This week I was teaching a script analysis class, and we were picking apart Anton Chekov's The Cherry Orchard. It was interesting on Monday to discuss the objectives of different characters in acts one and two.
And then Tuesday happened.
I walked into class on Wednesday, and my students looked shell-shocked. They didn't know what had happened to their country. They didn't know what to think of this unprecedented vote. They needed to discuss what happened, but they had no idea how.
"Alright," I said. "We're going to talk. We're going to talk about something very, very important. We're going to talk about The Cherry Orchard."
"What is The Cherry Orchard about?" I asked them.
There were blank stares.
"Okay," I said. "I'll make it easy on you. What happens in Act III? What is everyone doing in Act III?"
"Um... they're having a party," one student said.
"That's right," I said. "They're having a big ball with a band and lots of dancing. Meanwhile, what's happening?"
"The cherry orchard is being sold," another student said.
"And did they expect it to be sold?"
"No," said a student. "They thought they could never lose it."
"Yup. All the signs were there. And yet, they thought they'd never lose the orchard. It had been theirs for hundreds of years, so naturally, it would always be theirs. They could never lose the cherry orchard. Yet they did. The thing they thought could never happen, happened. And in one moment, the entire world they knew was gone."

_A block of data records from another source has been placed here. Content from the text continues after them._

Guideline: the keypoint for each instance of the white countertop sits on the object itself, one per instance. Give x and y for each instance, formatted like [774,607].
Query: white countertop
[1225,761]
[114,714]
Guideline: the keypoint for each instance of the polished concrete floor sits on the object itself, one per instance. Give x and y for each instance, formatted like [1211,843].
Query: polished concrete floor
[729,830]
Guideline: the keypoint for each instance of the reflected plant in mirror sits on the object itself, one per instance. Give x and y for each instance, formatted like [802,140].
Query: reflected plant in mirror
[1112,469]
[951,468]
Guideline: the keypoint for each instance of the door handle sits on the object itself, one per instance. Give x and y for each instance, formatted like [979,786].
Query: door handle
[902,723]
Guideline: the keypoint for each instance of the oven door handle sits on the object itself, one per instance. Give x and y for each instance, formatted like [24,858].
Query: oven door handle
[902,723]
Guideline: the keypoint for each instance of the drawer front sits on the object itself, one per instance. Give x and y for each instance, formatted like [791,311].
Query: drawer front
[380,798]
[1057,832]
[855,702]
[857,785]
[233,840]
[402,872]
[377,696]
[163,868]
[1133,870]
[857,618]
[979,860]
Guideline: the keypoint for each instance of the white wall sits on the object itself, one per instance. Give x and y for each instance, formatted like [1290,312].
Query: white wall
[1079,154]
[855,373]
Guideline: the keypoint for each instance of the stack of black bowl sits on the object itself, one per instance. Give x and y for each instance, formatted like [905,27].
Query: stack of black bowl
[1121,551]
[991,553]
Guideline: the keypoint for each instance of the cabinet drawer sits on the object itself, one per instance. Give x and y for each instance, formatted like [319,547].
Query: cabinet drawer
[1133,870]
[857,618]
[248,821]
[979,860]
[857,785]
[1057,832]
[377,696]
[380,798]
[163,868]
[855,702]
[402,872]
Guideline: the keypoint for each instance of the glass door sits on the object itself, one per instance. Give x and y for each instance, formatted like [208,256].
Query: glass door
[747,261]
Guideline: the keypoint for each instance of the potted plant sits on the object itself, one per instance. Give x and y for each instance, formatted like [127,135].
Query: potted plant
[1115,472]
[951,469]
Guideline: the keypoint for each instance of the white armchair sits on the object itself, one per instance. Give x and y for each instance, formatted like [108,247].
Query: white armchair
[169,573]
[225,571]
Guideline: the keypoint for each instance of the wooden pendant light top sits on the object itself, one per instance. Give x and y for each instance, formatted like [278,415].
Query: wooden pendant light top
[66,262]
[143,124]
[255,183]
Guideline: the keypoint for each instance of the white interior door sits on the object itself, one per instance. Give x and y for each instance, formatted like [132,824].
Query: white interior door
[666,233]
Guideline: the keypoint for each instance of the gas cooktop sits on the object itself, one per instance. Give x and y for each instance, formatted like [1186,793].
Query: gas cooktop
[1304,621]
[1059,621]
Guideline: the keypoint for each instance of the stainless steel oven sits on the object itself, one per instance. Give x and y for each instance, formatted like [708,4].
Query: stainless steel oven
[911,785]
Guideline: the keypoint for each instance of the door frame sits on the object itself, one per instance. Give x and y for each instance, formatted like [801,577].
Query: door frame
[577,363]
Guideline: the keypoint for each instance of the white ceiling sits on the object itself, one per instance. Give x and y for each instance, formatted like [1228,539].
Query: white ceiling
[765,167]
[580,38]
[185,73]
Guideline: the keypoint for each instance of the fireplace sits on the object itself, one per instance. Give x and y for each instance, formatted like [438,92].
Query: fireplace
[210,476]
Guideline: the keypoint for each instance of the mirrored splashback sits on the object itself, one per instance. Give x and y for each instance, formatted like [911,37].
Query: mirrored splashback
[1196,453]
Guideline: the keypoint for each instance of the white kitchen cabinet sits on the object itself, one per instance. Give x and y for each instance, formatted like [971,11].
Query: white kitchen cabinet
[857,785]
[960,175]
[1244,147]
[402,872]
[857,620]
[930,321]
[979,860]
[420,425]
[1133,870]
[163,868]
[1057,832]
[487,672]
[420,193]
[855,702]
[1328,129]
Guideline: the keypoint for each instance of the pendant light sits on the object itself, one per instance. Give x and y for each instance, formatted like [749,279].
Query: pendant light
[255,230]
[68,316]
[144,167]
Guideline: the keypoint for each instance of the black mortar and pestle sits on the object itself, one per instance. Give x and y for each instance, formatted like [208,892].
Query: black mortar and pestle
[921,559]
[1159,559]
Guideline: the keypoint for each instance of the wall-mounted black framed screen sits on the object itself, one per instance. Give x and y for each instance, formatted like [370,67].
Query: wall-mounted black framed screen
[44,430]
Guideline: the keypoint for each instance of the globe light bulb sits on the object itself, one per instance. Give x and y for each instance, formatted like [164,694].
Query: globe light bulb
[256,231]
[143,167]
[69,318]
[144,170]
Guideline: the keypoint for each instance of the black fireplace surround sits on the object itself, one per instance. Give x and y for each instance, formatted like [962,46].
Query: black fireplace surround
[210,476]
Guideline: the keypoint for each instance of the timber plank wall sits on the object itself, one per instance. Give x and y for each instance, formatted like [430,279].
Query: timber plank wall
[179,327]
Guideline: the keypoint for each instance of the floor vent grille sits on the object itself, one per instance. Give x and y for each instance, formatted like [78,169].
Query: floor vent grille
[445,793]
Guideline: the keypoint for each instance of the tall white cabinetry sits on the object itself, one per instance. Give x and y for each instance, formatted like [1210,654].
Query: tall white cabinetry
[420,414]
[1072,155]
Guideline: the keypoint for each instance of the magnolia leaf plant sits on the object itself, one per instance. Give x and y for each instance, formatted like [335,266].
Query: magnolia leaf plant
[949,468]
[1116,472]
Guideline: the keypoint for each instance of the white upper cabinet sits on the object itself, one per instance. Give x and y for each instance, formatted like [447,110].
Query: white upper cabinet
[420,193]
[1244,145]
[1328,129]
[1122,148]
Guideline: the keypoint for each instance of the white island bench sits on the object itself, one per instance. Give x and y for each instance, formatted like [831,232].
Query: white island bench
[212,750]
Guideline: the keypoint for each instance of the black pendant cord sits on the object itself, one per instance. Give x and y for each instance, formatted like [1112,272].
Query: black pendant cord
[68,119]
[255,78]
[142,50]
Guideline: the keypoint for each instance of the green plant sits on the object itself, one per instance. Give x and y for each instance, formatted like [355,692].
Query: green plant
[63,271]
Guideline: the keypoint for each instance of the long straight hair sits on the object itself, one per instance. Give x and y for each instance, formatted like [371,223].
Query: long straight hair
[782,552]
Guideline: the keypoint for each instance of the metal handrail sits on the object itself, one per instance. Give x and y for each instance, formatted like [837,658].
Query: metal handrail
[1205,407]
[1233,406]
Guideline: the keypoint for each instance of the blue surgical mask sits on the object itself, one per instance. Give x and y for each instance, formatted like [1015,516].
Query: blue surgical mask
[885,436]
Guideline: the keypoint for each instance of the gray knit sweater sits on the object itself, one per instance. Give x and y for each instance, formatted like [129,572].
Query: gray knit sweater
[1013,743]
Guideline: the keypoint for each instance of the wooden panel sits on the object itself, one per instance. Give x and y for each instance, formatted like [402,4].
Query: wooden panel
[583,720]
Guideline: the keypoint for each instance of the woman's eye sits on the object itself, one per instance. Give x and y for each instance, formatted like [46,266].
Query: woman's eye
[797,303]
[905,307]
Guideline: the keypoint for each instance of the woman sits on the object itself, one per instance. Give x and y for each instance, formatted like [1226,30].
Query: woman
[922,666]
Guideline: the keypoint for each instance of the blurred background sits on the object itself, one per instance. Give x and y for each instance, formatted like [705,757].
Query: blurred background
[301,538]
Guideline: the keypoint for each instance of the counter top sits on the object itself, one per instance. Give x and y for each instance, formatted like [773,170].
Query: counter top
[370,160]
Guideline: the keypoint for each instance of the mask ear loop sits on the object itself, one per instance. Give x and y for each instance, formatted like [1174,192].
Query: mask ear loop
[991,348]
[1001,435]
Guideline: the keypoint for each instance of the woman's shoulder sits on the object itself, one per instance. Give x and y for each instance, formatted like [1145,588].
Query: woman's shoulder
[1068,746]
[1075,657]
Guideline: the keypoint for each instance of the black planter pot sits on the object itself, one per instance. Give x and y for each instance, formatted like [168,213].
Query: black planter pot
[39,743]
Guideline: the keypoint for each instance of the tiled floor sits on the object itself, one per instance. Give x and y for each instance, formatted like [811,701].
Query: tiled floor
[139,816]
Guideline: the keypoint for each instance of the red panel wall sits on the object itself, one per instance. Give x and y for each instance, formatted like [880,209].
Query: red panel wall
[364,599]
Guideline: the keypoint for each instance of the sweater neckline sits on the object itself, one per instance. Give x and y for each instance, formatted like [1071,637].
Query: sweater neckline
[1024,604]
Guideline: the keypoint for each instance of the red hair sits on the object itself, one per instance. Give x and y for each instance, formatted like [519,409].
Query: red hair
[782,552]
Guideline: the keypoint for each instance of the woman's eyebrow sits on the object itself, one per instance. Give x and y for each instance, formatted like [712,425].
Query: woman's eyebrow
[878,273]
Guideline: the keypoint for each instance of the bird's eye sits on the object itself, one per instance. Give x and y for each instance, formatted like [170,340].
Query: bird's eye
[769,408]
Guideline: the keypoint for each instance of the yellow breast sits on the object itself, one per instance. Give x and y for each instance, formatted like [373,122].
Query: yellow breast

Roundabout Theatre Company's production of The Cherry Orchard is currently playing until December 4th, and if you haven't seen it yet, you should. The play reminds us that nothing is inevitable. We can try to go along in life as if the world will always be the way it always was. That's what the family in The Cherry Orchard does. But they lose the orchard. They lose everything.
The play premiered at the Moscow Art Theatre in 1904. Ten years later, Europe was enveloped in a World War. Three years after that, Russia fell to the Bolsheviks. Were all those delightful characters in Chekov's play real people, they would probably all have been dead within a few decades after the loss of their orchard.
And so we, too, America, have gone on thinking that nothing could ever change. But it can. And while we danced at the ball, the land might have been sold out from beneath our very feet. And what is to come might be even worse.
I hate you, Chekov. I wish you weren't right.